[gclist] synchronization cost (was: Garbage collection and XML)

Emery Berger emery@cs.utexas.edu
Fri, 9 Mar 2001 14:09:41 -0600


> -----Original Message-----
> From: Boehm, Hans [mailto:hans_boehm@hp.com]
> Sent: Friday, March 09, 2001 12:07 PM
> To: 'Emery Berger'; Boehm, Hans; 'David Chase'; gclist@iecc.com
> Cc: icis-developers@bbn.com
> Subject: RE: [gclist] synchronization cost (was: Garbage collection and
> XML)
>
>
> Does anyone know if this is documented somewhere?
>

http://developer.intel.com/design/pentium4/manuals/24547203.pdf

See Chapter 7.1. "For the P6 family processors, locked operations serialize
all outstanding load and store operations (that is, wait for them to
complete).

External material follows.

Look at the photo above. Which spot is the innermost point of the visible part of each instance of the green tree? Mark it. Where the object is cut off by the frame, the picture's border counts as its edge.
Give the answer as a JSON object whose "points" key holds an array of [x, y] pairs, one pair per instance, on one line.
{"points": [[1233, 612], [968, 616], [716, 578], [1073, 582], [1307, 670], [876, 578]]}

This rule is also true for the Pentium 4 processor, with one
exception: load operations that reference weakly ordered memory types (such
as the WC memory type) may not be serialized. "

-- Emery


> Since these are out-of-order machines, the other question is whether
> subsequent instructions that don't depend on later memory references will
> continue to execute during the wait.  If so, this might explain
> some of the
> diffferences in measurements.
>
> Hans
>
> > -----Original Message-----
> > From: Emery Berger [mailto:emery@cs.utexas.edu]
> > Sent: Thursday, March 08, 2001 6:51 PM
> > To: Boehm, Hans; 'David Chase'; gclist@iecc.com
> > Cc: icis-developers@bbn.com
> > Subject: RE: [gclist] Garbage collection and XML
> >
> >
> > > Is that an X86 machine?  I just timed a Pentium III/500/100
> > machine at
> > > something near 25 cycles per
> > > "lock; cmpxchgl".  I'm interested because I've sometimes
> > heard the claim
> > > that X86 is particularly bad at this, but that hasn't really been
> > > consistent
> > > with my experience.  Is this chipset dependent, perhaps?
> >
> > Timing just the "lock; cmpxchgl" doesn't give you the whole
> > picture. The
> > problem is that the Pentium flushes the pipeline when it
> > encounters a locked
> > instruction. The performance penalty is pretty spectacular.
> > I'm told the P4
> > has a 24-stage pipeline, so locked instructions will become
> > effectively even
> > more expensive.
> >
> > Regards,
> > -- Emery
> >
> > --
> > Emery Berger
> > emery@cs.utexas.edu
> > http://www.cs.utexas.edu/users/emery
> >
>